A red Opel Kadett parked at various places around the city of Frankfurt has irritated quite a few Deutsche Bank managers of late. These days, the car is often found outside the office building of DWS, the fund management subsidiary of Deutsche Bank. ”Never again! Deutsche Bank or its partners,” is written in big, bright letters on the vehicle, as is an address of an Internet site for disgruntled Deutsche Bank customers. Frank Schmall owns five such cars, which he regularly parks outside a Deutsche Bank branch office somewhere in the state of Hesse, or occasionally outside the head office of Frankfurt Stock Exchange operator Deutsche Börse.
”I'll continue my car campaign for at least another five years,” says Schmall - much to the dismay of Deutsche Bank, which has tried to hide the cars behind large posters.
Schmall feels defrauded by Deutsche Bank ever since he bought an apartment in an old people's home in Worms. He has been suing Deutsche Bank since 1997 together with 140 other owners of the complex - so far to no avail.
”We keep losing,” Schmall admits, although this does not stop him from organizing new campaigns against Deutsche Bank - and demanding that the bank pay him back €125,000. ”My Kadett is up for sale, too,” says Schmall. ”In a package with an apartment in Worms it can be had for €127,000.”
Thanks to the Internet, more and more bank customers are joining forces to campaign against the bank. Investors who lost money on real estate, in particular, exchange their experiences on Internet sites such as www.immobilienbetrug.de and www.bankopfer.de. Many are embarrassed about their poor investment. Others say they have considered suicide. On one Web site, investors accuse the home loans and savings association Badenia of being responsible for a woman's suicide in autumn 2004 because she was persuaded to invest in a loss-making real estate project in Chemnitz. Badenia rejects the accusations, arguing that it merely provided the financing but did not market the property.
Real estate business is not the only contentious issue between banks and their retail customers. For example, other private borrowers complain that the terms for variable interest financing are raised with reference to ”general interest rate developments,” although interest rates on the financial markets have actually dropped. Or customers who are having their life insurance policies paid out receive investment proposals that benefit above all the bank and its advisers.
”The banks realize that large profits can be reaped in the retail business,” says Frankfurt bank consultant Christoph Pape. ”That heats up competition over retail customers so much that the banks increasingly resort to undifferentiated power selling.” Rather than being offered holistic solutions, he says, customers increasingly face annoying telephone product sales. ”That also means that the products sold through customer advisory are not necessarily in the customer's interest,” says Pape.
All banks are currently trying to intensify their customer relations.
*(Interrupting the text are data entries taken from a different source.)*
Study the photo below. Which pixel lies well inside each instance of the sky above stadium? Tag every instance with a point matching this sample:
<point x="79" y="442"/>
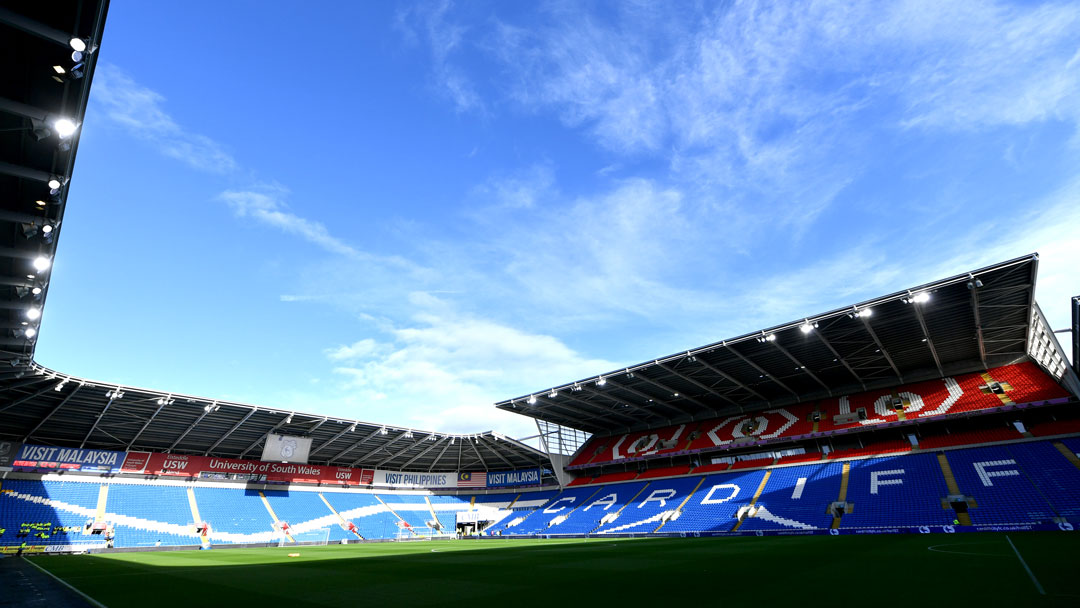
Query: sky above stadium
<point x="404" y="213"/>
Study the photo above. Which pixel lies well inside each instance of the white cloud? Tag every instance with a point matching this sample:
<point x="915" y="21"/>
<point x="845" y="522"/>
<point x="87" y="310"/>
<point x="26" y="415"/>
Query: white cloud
<point x="267" y="207"/>
<point x="139" y="110"/>
<point x="430" y="23"/>
<point x="444" y="373"/>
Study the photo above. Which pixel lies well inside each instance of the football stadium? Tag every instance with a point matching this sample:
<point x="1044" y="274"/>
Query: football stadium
<point x="918" y="446"/>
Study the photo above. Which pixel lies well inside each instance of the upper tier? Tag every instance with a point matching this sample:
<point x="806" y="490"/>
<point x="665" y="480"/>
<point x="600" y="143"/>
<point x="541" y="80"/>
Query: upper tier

New customers are lured partly with high-interest call-money accounts. Cross selling is the next step. That means that the banks try to sell the customer additional banking products.
Even sales staff from respected institutions who advise wealthy private customers report that they are given concrete sales targets, meaning that they have to sell, for example, a certain volume of hedge funds during a certain period of time.
The result is that the relationship between customers and banks is increasingly becoming business terrain for lawyers. ”A bank is only liable for the products it actually markets,” says the banking expert of a Frankfurt law firm. Lawyers dealing with thousands of cases of real estate investments are thus currently trying to determine whether the bank in question merely provided the financing or also marketed the investment.